Hours later, upstairs, patrons at the dark and cosy Frenchie Wine Bar — nestled in behind Una Takeaway — will tuck into country pate studded with apricots, a silken chicken liver pate, and paper-thin slices of finocchion­a, perfumed with fennel and speckled with generous pockets of fat mixed into the pork, among other creations.

The basement table, and small cooler next to it filled with a collection of curing meats, serves as the current headquarte­rs for Empire Provisions, the charcuteri­e, sausage and butchery business started earlier this year by Sturies and Karen Kho.

The couple has begun building a serious following for their craveworth­y creations.

The list of their offerings rolls off Sturies’ tongue: guanciale, lonza, coppa, bresaola, not to mention a variety of fresh sausages and meat cuts like the so-called ‘porkerhous­e’ — a porterhous­e steak but pork.

“We sell all the things I want to eat,” Sturies says simply.

Through trial and error, Sturies has tweaked recipes until he has created edible memories of the couple’s travels, all packaged up neatly in fresh and cured meats. The ideas have come from their background­s — the Philippine­s for her, Italy for him — along with their trips together.

It’s about the taste of a specific country, an adaptation of their experience­s, those spices and flavours that go into their creations.

“I don’t have an amazing memory for life events,” says Sturies with a laugh. “I have an amazing memory when it comes to food and flavours and meals.”

Kho’s favourites are the grelot salamis that they first had while attending a wedding in France.

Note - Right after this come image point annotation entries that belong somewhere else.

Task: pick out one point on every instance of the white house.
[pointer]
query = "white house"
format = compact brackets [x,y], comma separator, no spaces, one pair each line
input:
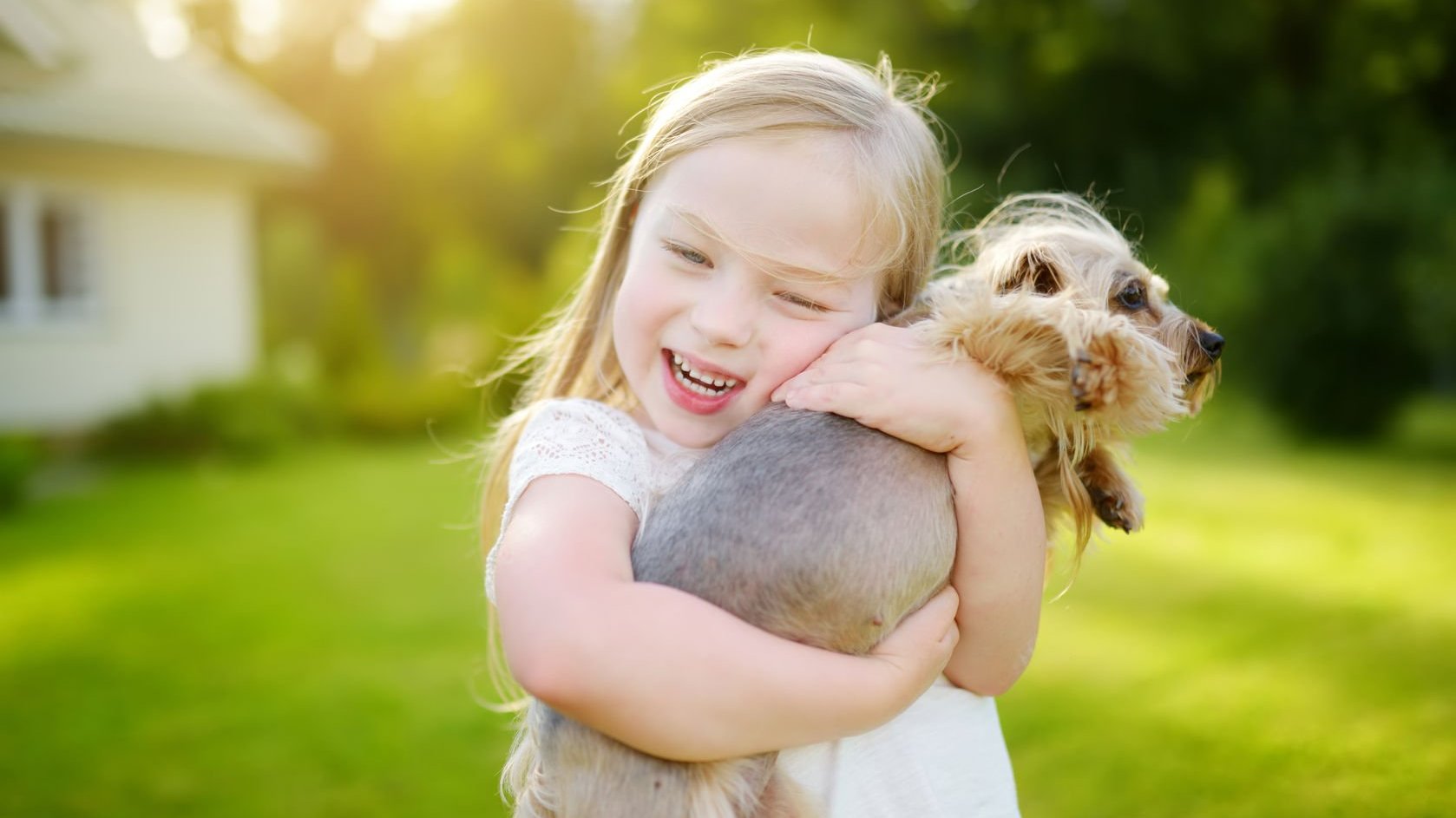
[126,213]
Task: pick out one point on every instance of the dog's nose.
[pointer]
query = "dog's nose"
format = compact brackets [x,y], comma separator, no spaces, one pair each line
[1211,344]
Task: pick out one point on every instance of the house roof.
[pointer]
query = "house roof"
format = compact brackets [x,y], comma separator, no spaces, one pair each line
[79,70]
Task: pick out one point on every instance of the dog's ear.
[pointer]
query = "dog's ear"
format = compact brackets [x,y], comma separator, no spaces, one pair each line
[1035,271]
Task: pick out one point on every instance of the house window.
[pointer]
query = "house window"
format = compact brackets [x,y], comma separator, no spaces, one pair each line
[44,268]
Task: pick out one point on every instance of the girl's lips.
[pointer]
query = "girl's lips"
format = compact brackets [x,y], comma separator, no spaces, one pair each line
[687,399]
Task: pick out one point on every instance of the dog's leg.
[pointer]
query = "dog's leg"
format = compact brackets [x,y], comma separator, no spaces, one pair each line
[1114,498]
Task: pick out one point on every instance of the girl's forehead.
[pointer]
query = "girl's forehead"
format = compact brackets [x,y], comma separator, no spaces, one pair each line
[792,203]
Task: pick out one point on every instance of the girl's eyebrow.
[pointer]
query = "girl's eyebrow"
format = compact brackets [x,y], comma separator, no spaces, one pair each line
[777,266]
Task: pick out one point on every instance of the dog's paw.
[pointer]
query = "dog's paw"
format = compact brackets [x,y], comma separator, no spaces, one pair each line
[1117,510]
[1094,375]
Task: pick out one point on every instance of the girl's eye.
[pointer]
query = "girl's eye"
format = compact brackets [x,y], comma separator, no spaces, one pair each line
[687,253]
[801,302]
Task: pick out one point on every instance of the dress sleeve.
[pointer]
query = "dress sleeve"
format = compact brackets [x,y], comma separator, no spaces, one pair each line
[575,437]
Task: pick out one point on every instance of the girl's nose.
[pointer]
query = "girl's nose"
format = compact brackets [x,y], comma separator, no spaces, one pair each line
[725,316]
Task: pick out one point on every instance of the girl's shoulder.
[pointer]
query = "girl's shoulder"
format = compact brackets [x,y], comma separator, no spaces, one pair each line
[584,437]
[584,422]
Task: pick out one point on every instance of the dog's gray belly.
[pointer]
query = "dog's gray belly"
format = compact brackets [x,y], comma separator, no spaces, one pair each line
[809,526]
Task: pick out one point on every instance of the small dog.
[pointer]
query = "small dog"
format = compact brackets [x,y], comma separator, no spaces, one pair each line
[1094,351]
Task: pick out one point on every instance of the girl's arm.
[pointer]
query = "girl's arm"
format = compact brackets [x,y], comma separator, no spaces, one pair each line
[893,380]
[665,671]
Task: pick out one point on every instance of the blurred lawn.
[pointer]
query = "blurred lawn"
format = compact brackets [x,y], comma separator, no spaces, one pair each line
[302,639]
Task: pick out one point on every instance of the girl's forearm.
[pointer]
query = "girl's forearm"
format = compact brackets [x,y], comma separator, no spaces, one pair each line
[999,564]
[676,677]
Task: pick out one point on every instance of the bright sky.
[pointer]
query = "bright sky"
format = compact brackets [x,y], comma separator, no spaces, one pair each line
[261,23]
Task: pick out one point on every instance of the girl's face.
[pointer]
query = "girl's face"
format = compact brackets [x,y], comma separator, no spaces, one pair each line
[743,266]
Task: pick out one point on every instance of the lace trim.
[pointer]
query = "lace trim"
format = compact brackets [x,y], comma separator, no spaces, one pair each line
[577,437]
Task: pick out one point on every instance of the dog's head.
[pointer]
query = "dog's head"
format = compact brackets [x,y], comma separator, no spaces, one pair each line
[1059,245]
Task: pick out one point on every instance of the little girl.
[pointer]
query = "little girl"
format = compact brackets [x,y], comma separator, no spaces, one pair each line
[773,210]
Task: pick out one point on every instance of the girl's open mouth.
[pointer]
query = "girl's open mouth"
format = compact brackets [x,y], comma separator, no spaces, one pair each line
[695,389]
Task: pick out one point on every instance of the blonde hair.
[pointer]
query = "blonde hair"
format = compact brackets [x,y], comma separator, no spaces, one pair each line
[766,94]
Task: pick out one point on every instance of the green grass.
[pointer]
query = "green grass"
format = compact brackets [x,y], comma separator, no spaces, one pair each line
[293,639]
[1279,641]
[303,638]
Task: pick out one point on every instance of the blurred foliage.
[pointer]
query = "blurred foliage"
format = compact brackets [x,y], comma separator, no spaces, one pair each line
[19,459]
[1290,165]
[240,421]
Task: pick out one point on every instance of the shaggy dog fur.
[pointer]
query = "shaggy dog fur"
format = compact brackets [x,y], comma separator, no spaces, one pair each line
[829,533]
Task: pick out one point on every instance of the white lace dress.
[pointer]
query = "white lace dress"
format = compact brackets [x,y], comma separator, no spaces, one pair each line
[944,757]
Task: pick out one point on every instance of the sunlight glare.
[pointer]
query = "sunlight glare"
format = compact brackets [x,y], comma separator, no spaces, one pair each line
[163,27]
[392,19]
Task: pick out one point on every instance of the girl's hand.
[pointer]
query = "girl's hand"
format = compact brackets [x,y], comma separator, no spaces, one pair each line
[891,379]
[919,646]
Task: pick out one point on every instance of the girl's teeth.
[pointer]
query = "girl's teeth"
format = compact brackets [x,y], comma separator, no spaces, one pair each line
[687,370]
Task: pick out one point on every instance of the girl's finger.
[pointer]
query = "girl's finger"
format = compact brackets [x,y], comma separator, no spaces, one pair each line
[841,397]
[818,375]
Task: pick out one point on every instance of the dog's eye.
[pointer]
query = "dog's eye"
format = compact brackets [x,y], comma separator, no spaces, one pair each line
[1133,298]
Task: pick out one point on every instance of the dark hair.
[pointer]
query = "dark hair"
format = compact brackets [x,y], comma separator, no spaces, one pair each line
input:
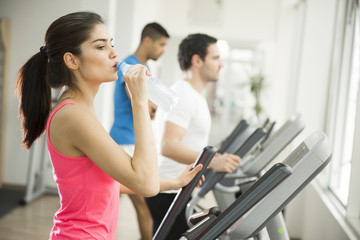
[47,69]
[154,31]
[193,44]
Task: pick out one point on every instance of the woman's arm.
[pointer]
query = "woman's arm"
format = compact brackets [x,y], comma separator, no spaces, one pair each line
[173,183]
[75,129]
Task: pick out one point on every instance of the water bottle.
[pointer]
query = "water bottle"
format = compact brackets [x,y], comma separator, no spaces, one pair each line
[159,93]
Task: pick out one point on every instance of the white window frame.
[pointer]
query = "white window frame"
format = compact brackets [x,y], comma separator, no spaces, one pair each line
[339,85]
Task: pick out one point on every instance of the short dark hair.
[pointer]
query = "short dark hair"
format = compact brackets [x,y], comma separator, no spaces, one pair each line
[193,44]
[154,31]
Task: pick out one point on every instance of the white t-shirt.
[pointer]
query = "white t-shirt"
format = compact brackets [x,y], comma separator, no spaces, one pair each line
[191,113]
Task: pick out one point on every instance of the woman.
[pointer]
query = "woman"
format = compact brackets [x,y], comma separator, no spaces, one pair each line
[89,167]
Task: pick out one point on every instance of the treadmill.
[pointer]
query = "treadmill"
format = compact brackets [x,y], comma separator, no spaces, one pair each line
[184,194]
[248,218]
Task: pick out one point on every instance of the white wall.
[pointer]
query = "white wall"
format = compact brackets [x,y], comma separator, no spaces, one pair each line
[268,22]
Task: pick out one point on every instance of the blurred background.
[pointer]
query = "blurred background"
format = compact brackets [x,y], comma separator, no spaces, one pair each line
[303,53]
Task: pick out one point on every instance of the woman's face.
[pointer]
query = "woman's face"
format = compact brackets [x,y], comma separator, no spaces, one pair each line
[98,57]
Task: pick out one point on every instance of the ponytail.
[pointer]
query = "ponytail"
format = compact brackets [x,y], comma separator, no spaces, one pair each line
[47,69]
[34,94]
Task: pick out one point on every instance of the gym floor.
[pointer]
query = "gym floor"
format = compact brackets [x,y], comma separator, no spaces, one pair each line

They had grabbed a couple of the sausages and some cheese from a tiny shop and then ate them together in a park.

Sturies recreated those sausages here. “He can recreate a memory special to us and we can share it with other people,” says Kho.

Empire grew from an inside joke they’d make as they sat on their patio overlookin­g Vancouver’s English Bay, eating gourmet sandwiches they fixed at home or dishes made from the guanciale that had cured while dangling from a kitchen cupboard handle — the first meat Sturies attempted to cure. As they nibbled, they would talk about the empire they would create, one of sandwiches or oysters or whatever dish they were eating at the time.

Kho had worked in the restaurant industry in Calgary before the couple briefly relocated to Vancouver and she signed up for culinary school.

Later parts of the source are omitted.